Anja agrees that the dangerous impact of trolls and abusive language is equivalent (or worse) than bullying in real life. Living in a fantasy, getting addicted to gadgets, ignoring health, discovering sex - especially the darker side of sex without education - are some of the more threatening problems. These impact physical and mental health and cause kids to have skewed impressions of life, he warns.
Anja thinks it is important to get kids to agree to the rules before giving them any device, "There are many tools including some from operating systems like Microsoft. Google and Apple on phones have family controls that you can use to monitor. In these controls, you can set time for usage, define what they can and cannot access etc. They can be spied upon without their knowledge with softwares that can record videos and voice. However, awareness of the Internet and its threats is imperative for children and adults alike. Monitoring can be intrusive. Therefore, it is good to treat older children as adults where they are made aware of the repercussions when they allow a stranger on their computer and how it puts everyone in the family [on the same network] in danger."

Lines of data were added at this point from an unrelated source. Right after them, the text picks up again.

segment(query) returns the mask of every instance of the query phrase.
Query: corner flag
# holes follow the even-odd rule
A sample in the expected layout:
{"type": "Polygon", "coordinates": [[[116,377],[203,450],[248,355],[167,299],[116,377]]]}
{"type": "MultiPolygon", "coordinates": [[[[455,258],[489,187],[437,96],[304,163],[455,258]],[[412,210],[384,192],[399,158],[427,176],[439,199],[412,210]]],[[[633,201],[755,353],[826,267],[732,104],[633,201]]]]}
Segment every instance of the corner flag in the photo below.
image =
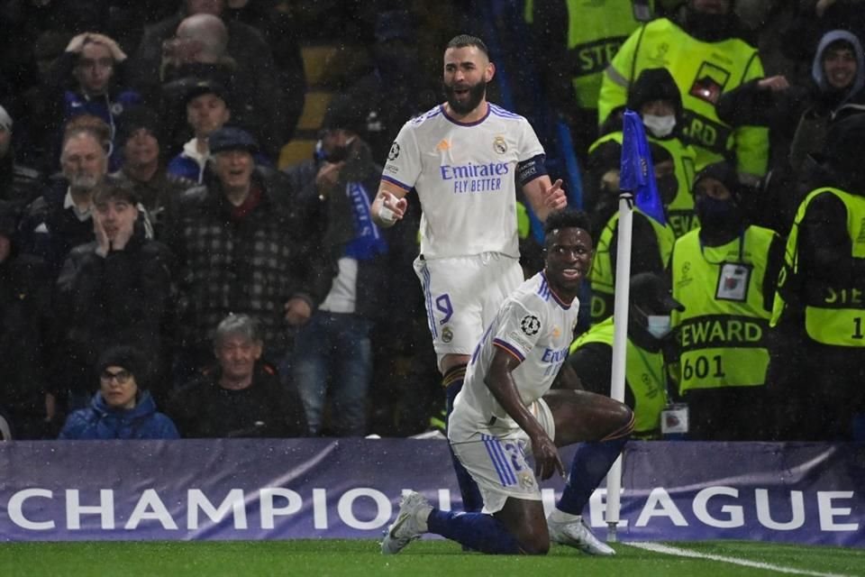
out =
{"type": "Polygon", "coordinates": [[[619,188],[633,193],[634,204],[640,212],[666,224],[664,206],[655,183],[655,168],[642,119],[633,110],[625,110],[624,122],[619,188]]]}

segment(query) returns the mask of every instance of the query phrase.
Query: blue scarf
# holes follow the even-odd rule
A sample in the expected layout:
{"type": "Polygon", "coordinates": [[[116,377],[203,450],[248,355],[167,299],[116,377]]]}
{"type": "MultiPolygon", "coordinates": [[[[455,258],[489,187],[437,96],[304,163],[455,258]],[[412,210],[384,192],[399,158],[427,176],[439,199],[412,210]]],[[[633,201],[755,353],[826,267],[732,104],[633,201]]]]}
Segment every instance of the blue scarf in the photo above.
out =
{"type": "Polygon", "coordinates": [[[387,243],[372,222],[369,197],[366,188],[360,182],[350,182],[345,192],[351,201],[351,216],[354,221],[354,240],[345,246],[345,256],[357,261],[368,261],[385,254],[387,252],[387,243]]]}

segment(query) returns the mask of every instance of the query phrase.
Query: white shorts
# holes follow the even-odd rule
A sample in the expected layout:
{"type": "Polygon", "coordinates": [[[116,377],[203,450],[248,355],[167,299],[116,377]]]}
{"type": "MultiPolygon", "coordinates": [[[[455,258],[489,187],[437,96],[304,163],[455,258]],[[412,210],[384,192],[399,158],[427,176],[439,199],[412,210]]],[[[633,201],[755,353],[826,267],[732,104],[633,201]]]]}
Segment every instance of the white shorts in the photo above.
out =
{"type": "MultiPolygon", "coordinates": [[[[550,438],[555,439],[555,421],[546,401],[539,398],[529,406],[529,409],[550,438]]],[[[532,454],[532,442],[525,431],[518,426],[496,427],[494,423],[489,426],[476,425],[476,432],[464,436],[468,423],[454,422],[454,417],[460,417],[457,409],[449,425],[451,447],[478,483],[485,513],[502,510],[509,497],[541,500],[541,488],[534,477],[534,470],[526,462],[526,456],[532,454]]]]}
{"type": "Polygon", "coordinates": [[[439,366],[445,354],[471,354],[505,298],[523,283],[517,259],[500,252],[414,260],[439,366]]]}

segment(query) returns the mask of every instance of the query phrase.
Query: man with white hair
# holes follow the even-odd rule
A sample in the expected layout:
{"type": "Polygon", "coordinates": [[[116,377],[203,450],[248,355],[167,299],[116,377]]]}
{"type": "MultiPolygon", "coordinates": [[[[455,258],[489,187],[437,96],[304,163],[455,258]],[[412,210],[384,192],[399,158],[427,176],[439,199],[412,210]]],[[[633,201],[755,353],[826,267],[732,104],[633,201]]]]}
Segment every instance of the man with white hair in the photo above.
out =
{"type": "Polygon", "coordinates": [[[152,100],[164,96],[165,114],[174,114],[172,96],[185,93],[188,79],[225,86],[234,123],[253,133],[264,151],[276,158],[286,126],[280,87],[270,47],[261,33],[236,21],[223,21],[223,0],[186,0],[181,11],[144,31],[131,67],[135,86],[152,100]],[[173,87],[181,82],[179,88],[173,87]]]}
{"type": "Polygon", "coordinates": [[[23,250],[45,260],[57,276],[74,247],[95,240],[93,193],[108,170],[108,155],[96,130],[68,131],[60,152],[63,175],[28,205],[20,230],[23,250]]]}

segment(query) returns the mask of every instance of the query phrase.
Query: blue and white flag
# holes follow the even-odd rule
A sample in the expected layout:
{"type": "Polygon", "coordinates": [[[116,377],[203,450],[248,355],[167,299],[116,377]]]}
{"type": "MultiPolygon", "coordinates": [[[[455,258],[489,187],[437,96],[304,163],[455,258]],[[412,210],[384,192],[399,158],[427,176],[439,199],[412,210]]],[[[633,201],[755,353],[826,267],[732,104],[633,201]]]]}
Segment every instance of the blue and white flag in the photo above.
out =
{"type": "Polygon", "coordinates": [[[633,193],[634,204],[642,213],[666,224],[642,119],[633,110],[625,110],[624,122],[619,188],[633,193]]]}

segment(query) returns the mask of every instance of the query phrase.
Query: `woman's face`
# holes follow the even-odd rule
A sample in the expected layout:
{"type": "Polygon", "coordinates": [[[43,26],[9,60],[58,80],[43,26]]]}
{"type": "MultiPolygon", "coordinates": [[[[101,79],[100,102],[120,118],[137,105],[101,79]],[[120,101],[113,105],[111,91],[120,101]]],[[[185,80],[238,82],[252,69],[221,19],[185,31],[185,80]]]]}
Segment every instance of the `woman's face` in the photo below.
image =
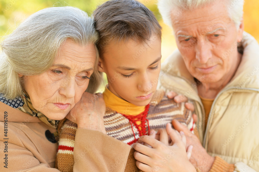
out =
{"type": "Polygon", "coordinates": [[[47,71],[24,76],[24,88],[33,107],[51,119],[64,118],[87,88],[96,57],[93,44],[82,46],[67,40],[47,71]]]}

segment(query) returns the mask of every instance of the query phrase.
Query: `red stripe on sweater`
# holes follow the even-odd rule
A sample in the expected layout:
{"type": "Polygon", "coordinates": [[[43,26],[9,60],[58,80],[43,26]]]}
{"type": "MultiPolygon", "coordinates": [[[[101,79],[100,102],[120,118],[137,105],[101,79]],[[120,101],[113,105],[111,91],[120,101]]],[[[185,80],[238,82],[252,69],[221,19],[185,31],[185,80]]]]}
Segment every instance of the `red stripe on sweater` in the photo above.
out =
{"type": "Polygon", "coordinates": [[[72,151],[72,152],[73,152],[74,151],[74,147],[67,146],[63,146],[63,145],[59,145],[57,148],[57,150],[72,151]]]}

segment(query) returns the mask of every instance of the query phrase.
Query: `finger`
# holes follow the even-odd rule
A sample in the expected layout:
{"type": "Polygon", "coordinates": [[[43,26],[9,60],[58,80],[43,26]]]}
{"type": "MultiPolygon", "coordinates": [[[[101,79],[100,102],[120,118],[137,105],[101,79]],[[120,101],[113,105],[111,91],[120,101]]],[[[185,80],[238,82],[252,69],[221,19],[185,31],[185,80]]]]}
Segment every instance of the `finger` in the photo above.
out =
{"type": "Polygon", "coordinates": [[[184,146],[186,146],[186,137],[185,137],[184,135],[184,133],[183,131],[181,131],[180,132],[180,134],[182,136],[182,141],[183,141],[184,144],[184,146]]]}
{"type": "MultiPolygon", "coordinates": [[[[154,139],[152,138],[153,139],[154,139]]],[[[158,141],[159,142],[159,141],[158,141]]],[[[149,145],[150,144],[148,144],[149,145]]],[[[151,146],[150,145],[150,146],[151,146]]],[[[135,150],[148,157],[150,157],[153,152],[152,148],[150,148],[139,143],[136,143],[133,145],[133,148],[135,150]]]]}
{"type": "Polygon", "coordinates": [[[183,131],[185,136],[189,136],[190,133],[192,134],[191,132],[187,128],[187,127],[180,123],[177,120],[173,120],[172,121],[172,124],[175,129],[179,131],[183,131]]]}
{"type": "Polygon", "coordinates": [[[146,164],[144,164],[138,161],[136,161],[136,165],[137,166],[137,167],[139,169],[143,171],[152,171],[152,168],[150,166],[146,164]]]}
{"type": "Polygon", "coordinates": [[[172,139],[172,143],[171,144],[177,143],[179,142],[179,140],[181,140],[176,132],[172,128],[170,123],[167,124],[166,125],[166,131],[172,139]]]}
{"type": "Polygon", "coordinates": [[[176,96],[174,98],[174,100],[177,103],[182,103],[186,102],[188,100],[187,98],[183,95],[179,95],[176,96]]]}
{"type": "Polygon", "coordinates": [[[191,103],[186,102],[185,103],[185,107],[189,110],[191,111],[192,112],[194,111],[194,105],[191,103]]]}
{"type": "MultiPolygon", "coordinates": [[[[141,143],[142,142],[146,143],[152,146],[152,147],[153,148],[156,148],[157,147],[158,145],[160,145],[161,143],[161,142],[158,140],[146,135],[141,136],[139,138],[138,140],[138,143],[141,143]]],[[[143,145],[142,146],[144,146],[143,145]]],[[[135,149],[135,150],[136,150],[136,149],[135,149]]],[[[138,150],[136,150],[139,151],[138,150]]],[[[139,152],[143,153],[142,152],[139,151],[139,152]]],[[[148,156],[148,155],[147,155],[148,156]]]]}
{"type": "Polygon", "coordinates": [[[160,129],[159,131],[160,131],[159,141],[166,145],[168,146],[169,145],[168,134],[166,132],[166,130],[165,129],[160,129]]]}
{"type": "Polygon", "coordinates": [[[187,149],[187,152],[186,152],[187,154],[187,157],[188,158],[188,159],[190,160],[190,158],[192,156],[192,148],[193,146],[192,145],[190,145],[188,147],[188,148],[187,149]]]}
{"type": "Polygon", "coordinates": [[[177,94],[175,92],[169,91],[167,93],[167,96],[169,99],[172,99],[177,95],[177,94]]]}
{"type": "MultiPolygon", "coordinates": [[[[156,138],[156,132],[155,131],[155,130],[152,130],[150,131],[150,132],[149,133],[149,135],[148,135],[151,137],[154,138],[155,139],[156,138]]],[[[144,145],[146,146],[149,147],[152,147],[152,146],[146,143],[144,143],[144,145]]]]}
{"type": "Polygon", "coordinates": [[[137,151],[135,151],[134,153],[134,158],[137,161],[149,166],[151,166],[152,165],[152,159],[151,158],[137,151]]]}
{"type": "Polygon", "coordinates": [[[198,117],[197,116],[197,115],[195,114],[193,114],[192,115],[192,118],[193,119],[193,123],[196,123],[196,122],[198,119],[198,117]]]}
{"type": "Polygon", "coordinates": [[[179,131],[178,131],[177,130],[174,130],[175,131],[176,133],[176,134],[178,136],[178,137],[179,137],[179,138],[180,139],[182,139],[182,136],[181,136],[181,135],[180,134],[180,133],[179,132],[179,131]]]}

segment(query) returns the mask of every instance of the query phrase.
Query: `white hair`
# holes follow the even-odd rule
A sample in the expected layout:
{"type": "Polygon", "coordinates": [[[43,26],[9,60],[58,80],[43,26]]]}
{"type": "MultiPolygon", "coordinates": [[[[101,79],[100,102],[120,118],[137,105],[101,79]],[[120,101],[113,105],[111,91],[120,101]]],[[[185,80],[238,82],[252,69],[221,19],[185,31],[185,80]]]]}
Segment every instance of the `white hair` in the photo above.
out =
{"type": "MultiPolygon", "coordinates": [[[[82,45],[95,44],[98,39],[93,19],[85,12],[70,6],[44,9],[28,17],[1,44],[0,93],[13,99],[23,93],[23,75],[39,75],[54,62],[60,46],[67,39],[82,45]]],[[[87,90],[93,93],[99,85],[102,76],[97,69],[87,90]]]]}
{"type": "MultiPolygon", "coordinates": [[[[171,14],[173,9],[176,8],[181,10],[190,10],[215,1],[216,0],[159,0],[158,6],[164,22],[172,27],[171,14]]],[[[229,3],[226,4],[226,7],[229,17],[238,28],[241,24],[243,17],[244,0],[224,0],[221,2],[227,1],[229,3]]],[[[180,11],[178,13],[174,14],[181,15],[182,11],[180,11]]]]}

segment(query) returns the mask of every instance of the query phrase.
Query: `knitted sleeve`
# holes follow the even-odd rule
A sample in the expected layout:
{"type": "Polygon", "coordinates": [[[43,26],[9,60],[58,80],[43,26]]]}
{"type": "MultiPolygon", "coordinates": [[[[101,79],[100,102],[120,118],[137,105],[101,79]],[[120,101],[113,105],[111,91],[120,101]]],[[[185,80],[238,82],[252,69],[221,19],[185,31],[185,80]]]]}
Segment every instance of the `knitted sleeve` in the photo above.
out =
{"type": "Polygon", "coordinates": [[[235,170],[234,164],[229,164],[219,157],[215,158],[209,172],[233,172],[235,170]]]}
{"type": "Polygon", "coordinates": [[[130,146],[98,131],[77,128],[76,124],[68,120],[59,124],[58,130],[60,138],[55,167],[60,171],[124,169],[130,146]]]}

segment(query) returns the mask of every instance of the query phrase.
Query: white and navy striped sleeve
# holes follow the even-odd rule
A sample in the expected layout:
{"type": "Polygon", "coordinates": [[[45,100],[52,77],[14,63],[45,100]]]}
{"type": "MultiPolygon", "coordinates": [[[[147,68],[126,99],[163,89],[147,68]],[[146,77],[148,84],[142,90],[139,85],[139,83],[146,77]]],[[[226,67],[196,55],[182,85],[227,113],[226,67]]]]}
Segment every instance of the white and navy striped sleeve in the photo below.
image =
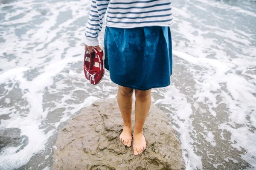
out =
{"type": "Polygon", "coordinates": [[[84,43],[88,46],[99,45],[98,37],[102,27],[109,0],[92,0],[84,37],[84,43]]]}

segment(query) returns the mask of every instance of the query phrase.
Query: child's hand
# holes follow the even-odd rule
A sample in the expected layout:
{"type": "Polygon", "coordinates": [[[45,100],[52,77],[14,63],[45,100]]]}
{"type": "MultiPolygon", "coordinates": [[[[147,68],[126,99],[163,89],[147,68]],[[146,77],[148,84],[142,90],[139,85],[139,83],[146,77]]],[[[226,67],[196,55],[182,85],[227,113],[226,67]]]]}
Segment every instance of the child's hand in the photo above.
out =
{"type": "Polygon", "coordinates": [[[97,49],[98,51],[99,51],[99,52],[102,52],[102,51],[101,48],[100,48],[100,47],[99,47],[99,45],[96,46],[95,47],[91,47],[90,46],[86,45],[85,44],[84,44],[84,49],[85,50],[89,51],[90,53],[92,53],[93,52],[93,47],[96,48],[96,49],[97,49]]]}

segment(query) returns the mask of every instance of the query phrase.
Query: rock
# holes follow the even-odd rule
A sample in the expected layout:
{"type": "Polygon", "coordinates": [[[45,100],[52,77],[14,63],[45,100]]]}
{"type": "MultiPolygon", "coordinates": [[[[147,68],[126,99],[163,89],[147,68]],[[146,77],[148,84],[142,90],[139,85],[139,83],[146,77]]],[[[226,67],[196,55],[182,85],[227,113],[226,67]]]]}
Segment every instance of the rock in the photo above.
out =
{"type": "MultiPolygon", "coordinates": [[[[133,127],[134,117],[134,111],[133,127]]],[[[180,142],[168,120],[163,111],[151,105],[143,129],[146,148],[135,156],[132,143],[128,147],[119,141],[122,119],[116,99],[94,102],[60,131],[52,169],[183,169],[180,142]]]]}
{"type": "Polygon", "coordinates": [[[17,147],[22,145],[16,152],[26,146],[29,139],[26,136],[20,136],[20,130],[17,128],[8,128],[0,130],[0,152],[5,147],[17,147]]]}

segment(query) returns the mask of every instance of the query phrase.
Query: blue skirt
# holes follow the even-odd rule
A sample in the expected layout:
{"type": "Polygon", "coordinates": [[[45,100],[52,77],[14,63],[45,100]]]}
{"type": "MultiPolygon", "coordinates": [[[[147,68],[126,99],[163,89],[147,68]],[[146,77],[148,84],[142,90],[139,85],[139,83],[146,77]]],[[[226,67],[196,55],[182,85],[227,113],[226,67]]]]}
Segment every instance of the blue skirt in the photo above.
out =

Doshi is totally against parents hovering over the child to monitor them, "Avoid tracking them constantly as it could lead to trust issues. Be friends in real life for them to be okay about having friends on social media. Don't judge. Allow them the space to discuss openly. Educate them of instances where sharing personal information has led to being exposed to bullying or inappropriate comments. Let them gauge what can go wrong and the responsibilities associated with it. Explain about privacy settings and equip them with key tasks like setting up age-appropriate parameters so they understand those unsaid limits. Discuss what can and cannot be shared. Finally, trust your upbringing will ensure your child will never cross those limits."
>> Enable parental controls and define it appropriately.
>> Set up a practice to review/audit their devices monthly; look for new applications installed, check browser histories, folders getting created etc.
>> Install anti-virus and anti-malware softwares on their phones and laptops.
>> Remain the admin always so children download/install new software or apps with your permission.
Sameer Anja
>>Teach children to share positive comments on photos of friends and family.
>> All online shopping and payment for games has to be routed through you.
>> Make them aware of sexuality and educate them so that there is a sense of acceptance.
>> Teach them about online frauds and basic banking features.
>> Help them to accept and love themselves and understand their worth, which can save them from online bullying.